No Brasil, por exemplo, os impactos são bastante significativos. Estimativas do Banco Mundial indicam que as alterações no clima podem empurrar 3 milhões de brasileiros para a pobreza extrema até 2030, além de gerar perdas econômicas da ordem de R$ 13 bilhões anuais.
No mundo, segundo o Painel Intergovernamental sobre Mudanças Climáticas, 3,6 bilhões de pessoas vivem em áreas altamente vulneráveis. A Organização Mundial da Saúde projeta que, entre 2030 e 2050, até 250 mil mortes adicionais por ano poderão ocorrer em razão de desastres associados ao clima.
O cenário reforça a urgência de medidas capazes de reduzir emissões e, ao mesmo tempo, promover desenvolvimento sustentável.

Nesse contexto, o biodiesel se apresenta como uma alternativa imediata e mensurável. Desde 2005, ano em que o biocombustível foi inserido na matriz energética nacional, foram produzidos 87 bilhões de litros, volume que evitou a emissão de 270,5 milhões de toneladas de dióxido de carbono. Trata-se de um resultado concreto, com impactos ambientais já comprovados e incorporados à rotina da sociedade brasileira.
As perspectivas indicam ganhos adicionais. Caso seja cumprido o cronograma da Lei do Combustível do Futuro, que prevê o aumento gradual de 1% ao ano na mistura ao diesel fóssil até 2035, cerca de 3 mil vidas poderão ser preservadas na próxima década.

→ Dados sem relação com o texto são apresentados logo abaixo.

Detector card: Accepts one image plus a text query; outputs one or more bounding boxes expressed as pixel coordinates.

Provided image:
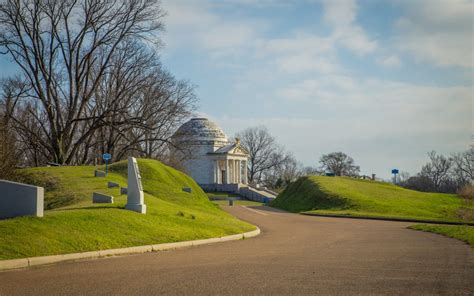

Isso porque, segundo a Associação Brasileira das Indústrias de Óleos Vegetais (Abiove), a cada 1% de biocombustível misturado ao fóssil, cerca de 300 mortes são evitadas, em razão da melhoria da qualidade do ar e da redução de poluentes associados a doenças respiratórias.
Diante de números tão expressivos, a previsibilidade regulatória e a execução do cronograma previsto em lei são fundamentais para ampliar esses benefícios.
A transição energética precisa avançar com rapidez e consistência. O país dispõe de um biocombustível pronto para uso, com escala industrial, benefícios comprovados e capacidade de contribuir de forma efetiva para enfrentar a crise climática.